In contrast to human-to-human communication, interacting with computers is unnatural. Computers are aliens to us. That’s why consciously learning prompt engineering is key—it won’t come to us as naturally as we’d like. People who don’t know this try to force the computer to adapt to what they know (human communication) and that’s precisely why they fail to get the results they want.
If you’ve tried exhaustively to get ChatGPT or Bing to do what you want, you know what I’m talking about. In some cases, their limitations arise (e.g. lack of commonsense reasoning) but in many others, it’s our inability to communicate adequately by leveraging the means at our disposal, which makes them seem dumb.
Prompt engineering will be, pretty much literally, the only means we’ll have to talk to these increasingly powerful aliens. And we don’t really know in which ways they’re aliens because we can’t directly ask—except with prompts.
To finish, let me clarify that, in contrast to what it may seem given the metaphors I’ve used throughout the essay, I don’t think these AI systems have intent, sentience, or a mind in the sense we humans do—and I don’t think they will anytime soon. Yet, I’m not sure it matters that much either.
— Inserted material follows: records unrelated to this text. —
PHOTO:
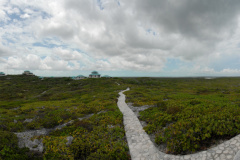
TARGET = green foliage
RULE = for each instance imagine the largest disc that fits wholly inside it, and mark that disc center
(188, 114)
(9, 149)
(54, 101)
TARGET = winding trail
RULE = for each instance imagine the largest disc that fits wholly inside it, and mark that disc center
(142, 148)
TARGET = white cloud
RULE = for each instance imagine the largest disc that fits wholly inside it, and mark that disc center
(119, 35)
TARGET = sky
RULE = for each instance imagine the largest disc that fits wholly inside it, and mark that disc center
(153, 38)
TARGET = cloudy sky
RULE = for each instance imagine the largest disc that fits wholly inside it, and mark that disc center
(120, 37)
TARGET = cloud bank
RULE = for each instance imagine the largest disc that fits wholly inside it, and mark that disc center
(120, 35)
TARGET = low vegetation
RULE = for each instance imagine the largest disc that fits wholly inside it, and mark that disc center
(188, 114)
(29, 103)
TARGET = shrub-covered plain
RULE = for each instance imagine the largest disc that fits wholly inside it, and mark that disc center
(29, 103)
(188, 114)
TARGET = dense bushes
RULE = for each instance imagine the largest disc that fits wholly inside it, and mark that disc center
(28, 103)
(189, 114)
(9, 147)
Prompting language is definitely something inbetween programming and natural language. Pure natural language does NOT work well with AI.
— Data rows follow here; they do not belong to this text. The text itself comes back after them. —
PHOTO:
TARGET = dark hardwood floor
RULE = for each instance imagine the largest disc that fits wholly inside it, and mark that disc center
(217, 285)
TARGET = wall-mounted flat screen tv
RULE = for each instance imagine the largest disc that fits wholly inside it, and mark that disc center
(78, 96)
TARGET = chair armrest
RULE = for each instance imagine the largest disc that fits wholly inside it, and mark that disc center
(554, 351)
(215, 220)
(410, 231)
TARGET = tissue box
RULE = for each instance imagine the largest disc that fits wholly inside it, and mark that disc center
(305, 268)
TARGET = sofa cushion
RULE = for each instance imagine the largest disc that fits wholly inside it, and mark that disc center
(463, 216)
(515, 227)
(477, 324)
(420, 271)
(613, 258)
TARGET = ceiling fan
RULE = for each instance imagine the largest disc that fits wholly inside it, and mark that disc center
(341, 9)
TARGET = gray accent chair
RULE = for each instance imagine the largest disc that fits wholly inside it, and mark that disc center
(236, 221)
The best example of this, is how stable diffusion prompting radically changed over time. It started with people trying to type natural language, the AI did 'understand' the subject matter, but the results were terrible looking.
Then came the Greg Rutkowski era, of cargo-culting prompts, which improved results somewhat.
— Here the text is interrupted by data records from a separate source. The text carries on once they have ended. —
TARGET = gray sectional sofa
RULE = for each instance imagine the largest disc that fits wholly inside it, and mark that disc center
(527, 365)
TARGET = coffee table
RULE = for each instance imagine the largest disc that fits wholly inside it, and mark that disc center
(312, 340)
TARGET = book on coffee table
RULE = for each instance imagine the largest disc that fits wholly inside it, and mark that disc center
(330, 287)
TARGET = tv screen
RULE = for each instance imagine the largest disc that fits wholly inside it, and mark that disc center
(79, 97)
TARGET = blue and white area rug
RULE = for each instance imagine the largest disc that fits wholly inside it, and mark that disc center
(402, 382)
Then came the big revolution of the NovelAI model. What makes it special, is it uses the danbooru tagging system (definitely NSFW), where an image is tagged via 20-50 1-2 word tags. The tags are not arbitrarily decided upon, but is consistently understood and enforced by the community, avoiding descriptions that don't map to any direct visual feature.
So the novelAI prompts look like this: Masterpiece, 1girl, long hair, red hair, dress, street.
There's no longer any human grammar involved. And the results work way better.
Since then, even the photo-style SD models, are trained from the NovelAI dataset, and use the tagging system originally developed for anime pictures.
What this suggests, is that pure natural language prompting may not be the end result of AI. AI will prefer a subset of natural language that is more precisely and consistently defined, with different grammar rules. That becomes the new prompting language.
This old novel called "A Working Theory of Love" is essentially about this guy in Silicon Valley hired by a Ray Kurzweil-esque figure to do lots of manual interaction with a chatbot; basically conversation-engineering, similar to prompt-engineering. Crazy to think this is now a real job instead of just fiction.